Coronary artery anomalies are often observed on angiography. Their incidence ranges from 0.6% to 1.3% in various case series [1, 3]. Most of these anomalies are benign and do not necessitate any form of intervention [4].

Dual LAD is a rare coronary anomaly. Spindola-Franco et al. first described and classified dual LAD into four types [5]. With newer anomalies being reported it was reclassified into six types by Lee et al. [6, 7]. The classification is based on the origin and course of the short and long LAD and gives details with regards to the origin of the septal perforators and diagonals. Types IV, V, and VI have one of the LADs arising from the right coronary circulation.

Identifying the presence of these anomalous arteries is integral in the planning for myocardial revascularization. Type IV variant of dual LAD is very rare and can be missed on angiography [8, 9]. As the short LAD may give rise to the diagonals and septals the long LAD may be mistaken for an aberrant vessel/collateral. If both the short and long LADs are severely stenosed, grafts to both the vessels may be needed because the major supply to the septum and the anterior ventricular wall may come from both the vessels.

It is important that surgeons have a clear perspective about the origin and course of the LAD when these anomalies are observed.

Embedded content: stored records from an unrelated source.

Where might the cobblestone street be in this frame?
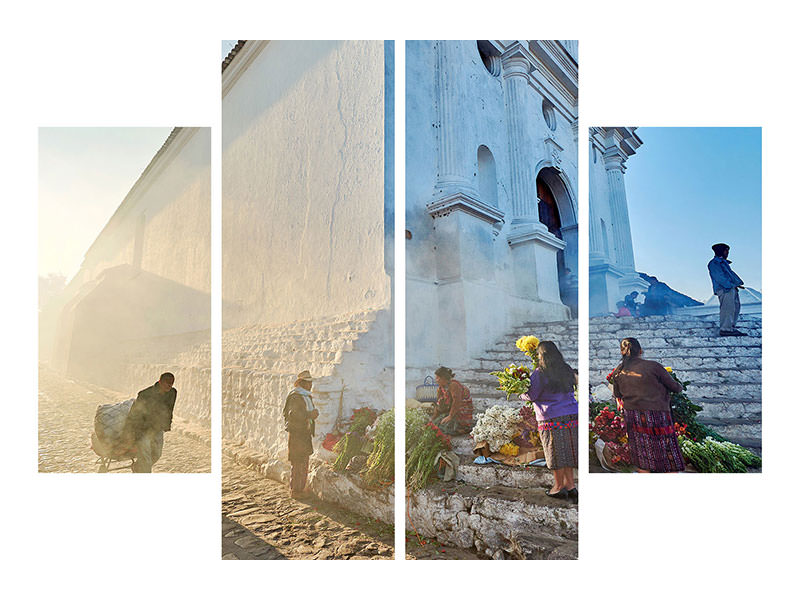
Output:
[222,454,394,560]
[39,366,211,473]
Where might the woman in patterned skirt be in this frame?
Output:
[520,341,578,503]
[611,338,686,473]
[433,367,472,435]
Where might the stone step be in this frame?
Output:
[589,367,761,384]
[406,482,578,558]
[589,346,761,358]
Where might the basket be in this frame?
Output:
[416,375,439,402]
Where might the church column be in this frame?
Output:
[603,146,635,271]
[426,41,504,366]
[501,42,566,304]
[436,40,474,195]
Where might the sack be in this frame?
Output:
[94,398,133,446]
[416,375,439,402]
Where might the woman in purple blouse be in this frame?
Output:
[520,341,578,503]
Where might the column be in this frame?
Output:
[603,146,635,271]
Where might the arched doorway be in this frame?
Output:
[536,167,578,318]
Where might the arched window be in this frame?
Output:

This will ensure that the surgeon avoids an incorrectly placed arteriotomy and that no territory is left without revascularization [10]. It is also emphasized that when there is a disparity between the angiographic anatomy and the coronary course seen intra-operatively, the angiogram should be reviewed again and a second perspective should be sought.

Careful review of the angiogram prior to surgery helped us to identify this coronary anomaly. The long LAD was visualized running an abnormal course and found lying in the mid to distal anterior interventricular groove. The short LAD was seen running lateral to the groove almost mimicking the course of a diagonal artery. Both the LADs were grafted separately and the myocardial revascularization was complete.